Au Mali plus de 80% des femmes sont excisées. Malgré des associations qui essaient d’aider les femmes, l’excision continue. Récemment, l’ex mannequin Katoucha Niane, décédée il y’a peu de temps, avait décidé de sortir un livre pour parler de sa douloureuse expérience. Aujourd’hui, des femmes continuent de témoigner, même si cela est difficile. Une femme d’origine malienne de 49 ans fait partie des femmes qui racontent leur expérience. Nous avons choisi de l’appeler Sonia pour respecter son anonymat.

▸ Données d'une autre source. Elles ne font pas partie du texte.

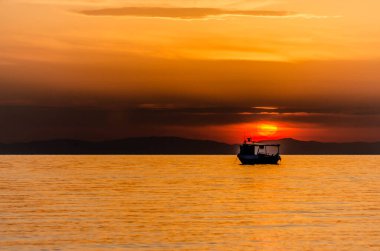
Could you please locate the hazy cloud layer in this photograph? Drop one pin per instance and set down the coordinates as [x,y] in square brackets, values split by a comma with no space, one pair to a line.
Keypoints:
[184,13]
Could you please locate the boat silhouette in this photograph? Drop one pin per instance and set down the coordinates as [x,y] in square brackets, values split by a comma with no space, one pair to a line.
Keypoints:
[252,153]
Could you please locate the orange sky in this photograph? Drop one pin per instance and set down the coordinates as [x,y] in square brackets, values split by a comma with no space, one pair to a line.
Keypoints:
[209,68]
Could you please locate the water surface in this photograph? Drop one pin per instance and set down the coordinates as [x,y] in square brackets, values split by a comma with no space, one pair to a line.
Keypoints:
[189,203]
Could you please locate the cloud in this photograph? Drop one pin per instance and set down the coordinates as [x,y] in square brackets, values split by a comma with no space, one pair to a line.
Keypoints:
[187,13]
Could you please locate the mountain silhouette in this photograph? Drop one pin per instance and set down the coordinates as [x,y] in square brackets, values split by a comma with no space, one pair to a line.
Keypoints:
[176,145]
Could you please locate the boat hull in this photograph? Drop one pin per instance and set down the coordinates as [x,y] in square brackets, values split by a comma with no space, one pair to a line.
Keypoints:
[246,159]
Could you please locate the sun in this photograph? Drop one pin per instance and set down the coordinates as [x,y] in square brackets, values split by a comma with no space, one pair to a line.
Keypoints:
[267,129]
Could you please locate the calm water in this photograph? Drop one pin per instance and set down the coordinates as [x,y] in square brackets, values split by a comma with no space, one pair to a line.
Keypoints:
[189,203]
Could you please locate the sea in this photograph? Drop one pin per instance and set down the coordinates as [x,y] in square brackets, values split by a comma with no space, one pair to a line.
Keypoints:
[189,203]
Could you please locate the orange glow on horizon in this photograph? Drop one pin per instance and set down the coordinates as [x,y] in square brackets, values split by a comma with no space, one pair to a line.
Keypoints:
[266,129]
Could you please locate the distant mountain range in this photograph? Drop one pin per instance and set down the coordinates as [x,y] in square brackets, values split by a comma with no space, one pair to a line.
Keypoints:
[175,145]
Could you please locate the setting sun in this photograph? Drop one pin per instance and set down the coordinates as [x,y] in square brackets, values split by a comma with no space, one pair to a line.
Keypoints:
[266,129]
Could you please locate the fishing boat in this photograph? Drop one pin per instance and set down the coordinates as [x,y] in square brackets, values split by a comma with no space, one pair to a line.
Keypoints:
[258,153]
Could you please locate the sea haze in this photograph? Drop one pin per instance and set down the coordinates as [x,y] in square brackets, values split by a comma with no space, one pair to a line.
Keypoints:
[189,203]
[175,145]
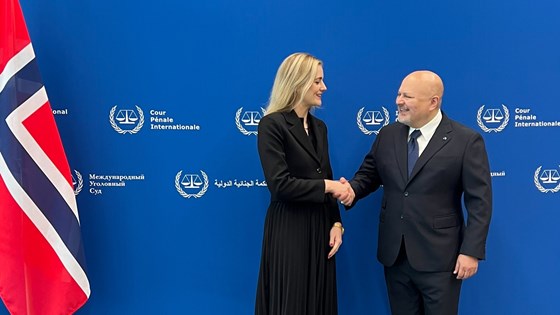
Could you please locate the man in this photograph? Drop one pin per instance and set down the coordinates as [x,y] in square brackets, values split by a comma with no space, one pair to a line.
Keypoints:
[425,243]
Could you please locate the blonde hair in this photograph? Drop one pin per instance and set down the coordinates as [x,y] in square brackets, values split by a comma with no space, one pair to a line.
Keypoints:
[293,79]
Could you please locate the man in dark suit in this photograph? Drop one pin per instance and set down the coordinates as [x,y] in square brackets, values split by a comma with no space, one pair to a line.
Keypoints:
[425,243]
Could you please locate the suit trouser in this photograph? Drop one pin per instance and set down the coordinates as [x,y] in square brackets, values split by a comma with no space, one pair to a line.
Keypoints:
[414,292]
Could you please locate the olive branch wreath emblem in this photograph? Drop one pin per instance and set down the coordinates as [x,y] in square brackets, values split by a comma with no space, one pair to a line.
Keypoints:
[486,129]
[540,187]
[238,122]
[361,126]
[122,131]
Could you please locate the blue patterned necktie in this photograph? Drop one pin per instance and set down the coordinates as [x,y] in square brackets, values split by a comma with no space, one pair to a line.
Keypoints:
[413,150]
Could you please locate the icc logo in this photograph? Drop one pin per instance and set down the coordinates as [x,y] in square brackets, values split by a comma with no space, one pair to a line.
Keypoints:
[193,183]
[492,119]
[127,119]
[77,182]
[549,178]
[373,120]
[250,120]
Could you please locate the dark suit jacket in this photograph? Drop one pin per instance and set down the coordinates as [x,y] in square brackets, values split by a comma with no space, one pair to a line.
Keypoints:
[293,169]
[426,209]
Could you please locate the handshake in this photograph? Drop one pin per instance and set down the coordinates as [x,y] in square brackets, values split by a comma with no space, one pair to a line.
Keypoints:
[341,190]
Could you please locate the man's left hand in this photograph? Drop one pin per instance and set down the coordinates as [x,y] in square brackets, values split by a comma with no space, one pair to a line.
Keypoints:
[466,266]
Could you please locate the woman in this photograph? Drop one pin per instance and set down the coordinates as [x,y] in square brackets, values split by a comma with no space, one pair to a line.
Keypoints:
[303,230]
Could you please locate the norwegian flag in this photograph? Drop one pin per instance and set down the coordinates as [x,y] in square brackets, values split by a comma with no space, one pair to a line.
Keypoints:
[42,267]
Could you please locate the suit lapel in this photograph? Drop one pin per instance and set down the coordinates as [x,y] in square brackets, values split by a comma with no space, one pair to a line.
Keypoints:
[320,135]
[441,137]
[401,148]
[296,129]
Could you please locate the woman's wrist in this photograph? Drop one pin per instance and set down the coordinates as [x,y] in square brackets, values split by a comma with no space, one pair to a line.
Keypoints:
[339,225]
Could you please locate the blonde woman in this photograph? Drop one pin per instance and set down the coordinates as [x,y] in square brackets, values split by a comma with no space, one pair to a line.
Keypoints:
[303,229]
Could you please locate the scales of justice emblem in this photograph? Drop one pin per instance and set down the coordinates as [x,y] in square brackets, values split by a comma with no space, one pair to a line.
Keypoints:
[126,118]
[191,182]
[492,116]
[372,118]
[548,177]
[249,119]
[77,182]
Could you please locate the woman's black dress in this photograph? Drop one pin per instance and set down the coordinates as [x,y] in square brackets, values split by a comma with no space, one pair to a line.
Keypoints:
[296,278]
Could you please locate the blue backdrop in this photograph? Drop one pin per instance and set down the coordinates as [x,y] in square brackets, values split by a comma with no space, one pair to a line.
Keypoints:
[157,104]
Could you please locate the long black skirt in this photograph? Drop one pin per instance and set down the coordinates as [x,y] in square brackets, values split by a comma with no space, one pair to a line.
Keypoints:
[296,278]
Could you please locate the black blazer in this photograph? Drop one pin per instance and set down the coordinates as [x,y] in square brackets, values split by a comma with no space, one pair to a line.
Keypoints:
[293,169]
[426,209]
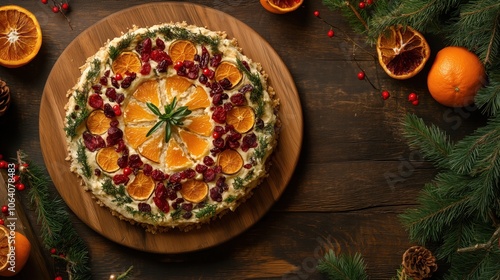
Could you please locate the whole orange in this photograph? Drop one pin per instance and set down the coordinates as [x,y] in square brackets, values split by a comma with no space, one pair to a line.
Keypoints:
[11,262]
[281,6]
[455,77]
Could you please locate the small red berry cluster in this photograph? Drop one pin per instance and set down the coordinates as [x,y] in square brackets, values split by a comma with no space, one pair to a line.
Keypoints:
[57,7]
[15,180]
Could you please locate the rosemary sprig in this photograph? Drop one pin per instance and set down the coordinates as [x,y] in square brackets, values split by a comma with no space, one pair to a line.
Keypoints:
[172,116]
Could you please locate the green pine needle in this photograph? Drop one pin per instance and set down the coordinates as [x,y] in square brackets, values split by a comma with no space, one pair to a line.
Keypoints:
[430,140]
[56,227]
[342,266]
[173,116]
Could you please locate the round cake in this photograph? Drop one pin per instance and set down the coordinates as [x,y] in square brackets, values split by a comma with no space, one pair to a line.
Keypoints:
[170,126]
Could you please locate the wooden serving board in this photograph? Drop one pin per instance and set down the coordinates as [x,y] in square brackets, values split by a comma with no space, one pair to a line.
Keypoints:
[53,142]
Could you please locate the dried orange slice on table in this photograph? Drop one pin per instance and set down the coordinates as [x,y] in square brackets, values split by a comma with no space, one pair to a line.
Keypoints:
[281,6]
[21,252]
[20,36]
[402,52]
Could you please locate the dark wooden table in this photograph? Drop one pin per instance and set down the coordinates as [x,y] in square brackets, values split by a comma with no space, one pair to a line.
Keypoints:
[355,173]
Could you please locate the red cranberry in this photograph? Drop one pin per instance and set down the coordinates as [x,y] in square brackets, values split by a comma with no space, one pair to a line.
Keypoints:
[144,207]
[120,179]
[95,101]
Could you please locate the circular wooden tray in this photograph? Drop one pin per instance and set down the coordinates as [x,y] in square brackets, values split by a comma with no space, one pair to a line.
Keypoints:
[53,142]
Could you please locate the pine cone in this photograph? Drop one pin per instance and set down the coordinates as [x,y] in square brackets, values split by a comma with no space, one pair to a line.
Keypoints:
[4,97]
[419,263]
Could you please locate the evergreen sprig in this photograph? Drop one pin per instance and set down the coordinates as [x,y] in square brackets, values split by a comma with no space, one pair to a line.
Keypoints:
[343,266]
[173,116]
[56,228]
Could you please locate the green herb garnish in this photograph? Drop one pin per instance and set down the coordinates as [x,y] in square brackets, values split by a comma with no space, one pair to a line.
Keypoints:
[172,116]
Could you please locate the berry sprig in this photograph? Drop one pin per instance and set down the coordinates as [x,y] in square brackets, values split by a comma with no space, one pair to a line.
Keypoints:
[60,7]
[384,94]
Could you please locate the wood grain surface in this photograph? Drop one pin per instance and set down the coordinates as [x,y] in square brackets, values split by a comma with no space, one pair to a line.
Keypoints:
[64,75]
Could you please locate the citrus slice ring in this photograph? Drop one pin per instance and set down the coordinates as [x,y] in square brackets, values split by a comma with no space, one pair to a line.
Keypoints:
[126,62]
[230,161]
[20,36]
[242,118]
[107,159]
[97,122]
[141,187]
[402,52]
[227,70]
[194,191]
[181,50]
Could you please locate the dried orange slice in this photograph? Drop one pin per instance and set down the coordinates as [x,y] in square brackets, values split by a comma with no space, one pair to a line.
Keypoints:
[195,145]
[126,62]
[181,50]
[230,71]
[194,191]
[97,122]
[175,157]
[148,92]
[107,159]
[200,124]
[21,252]
[136,135]
[176,85]
[20,36]
[230,161]
[242,118]
[153,148]
[141,187]
[402,52]
[198,100]
[135,113]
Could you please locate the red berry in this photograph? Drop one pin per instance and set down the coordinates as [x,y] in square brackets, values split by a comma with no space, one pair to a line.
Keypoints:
[385,94]
[20,187]
[127,171]
[117,110]
[361,75]
[412,97]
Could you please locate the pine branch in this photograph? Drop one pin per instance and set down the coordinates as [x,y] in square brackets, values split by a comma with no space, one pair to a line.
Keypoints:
[430,140]
[56,228]
[342,267]
[483,246]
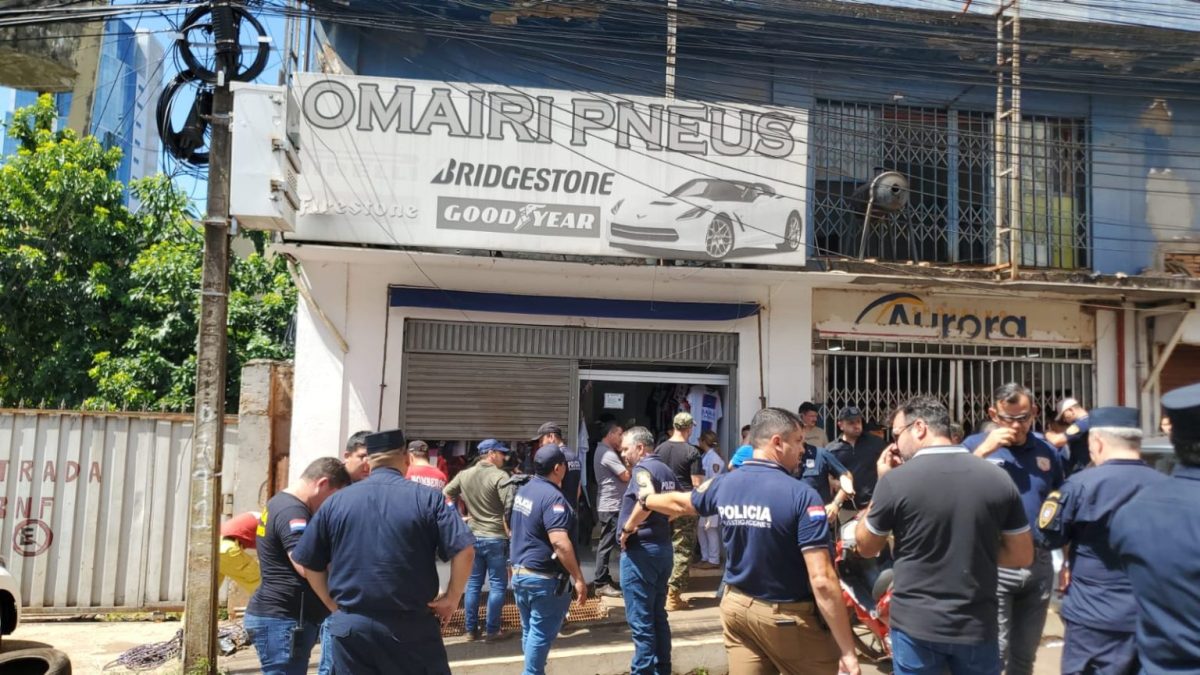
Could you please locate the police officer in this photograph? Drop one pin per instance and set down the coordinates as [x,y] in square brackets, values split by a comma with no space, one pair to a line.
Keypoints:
[378,539]
[1098,611]
[779,571]
[1157,539]
[647,556]
[543,556]
[1036,469]
[817,467]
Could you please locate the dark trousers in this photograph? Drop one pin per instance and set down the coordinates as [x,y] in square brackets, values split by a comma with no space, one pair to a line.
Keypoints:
[365,646]
[606,547]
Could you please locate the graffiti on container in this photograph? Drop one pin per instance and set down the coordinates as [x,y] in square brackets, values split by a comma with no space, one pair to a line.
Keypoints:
[31,537]
[27,471]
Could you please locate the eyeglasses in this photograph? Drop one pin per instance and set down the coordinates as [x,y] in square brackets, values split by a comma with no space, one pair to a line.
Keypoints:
[903,429]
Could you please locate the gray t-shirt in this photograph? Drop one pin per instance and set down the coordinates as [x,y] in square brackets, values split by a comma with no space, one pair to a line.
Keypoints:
[609,469]
[947,509]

L’expérience qu’a vécu Sonia est encore très difficile à raconter aujourd’hui. Quand elle a su qu’elle devait témoigner, elle a insisté pour ne pas être photographiée ni citée. Elle a finit par se sentir à l’aise et à décidé de parler. C’est avec les yeux pleins de larmes qu’elle a commencé son récit. « Quand j’avais 7 ans, j’étais avec ma petite sœur et ma mère. Ma mère nous a dit qu’on allait se promener dans la forêt. Mais elle nous a emmené chez une de nos tantes et j’ai compris qu’elle avait menti. »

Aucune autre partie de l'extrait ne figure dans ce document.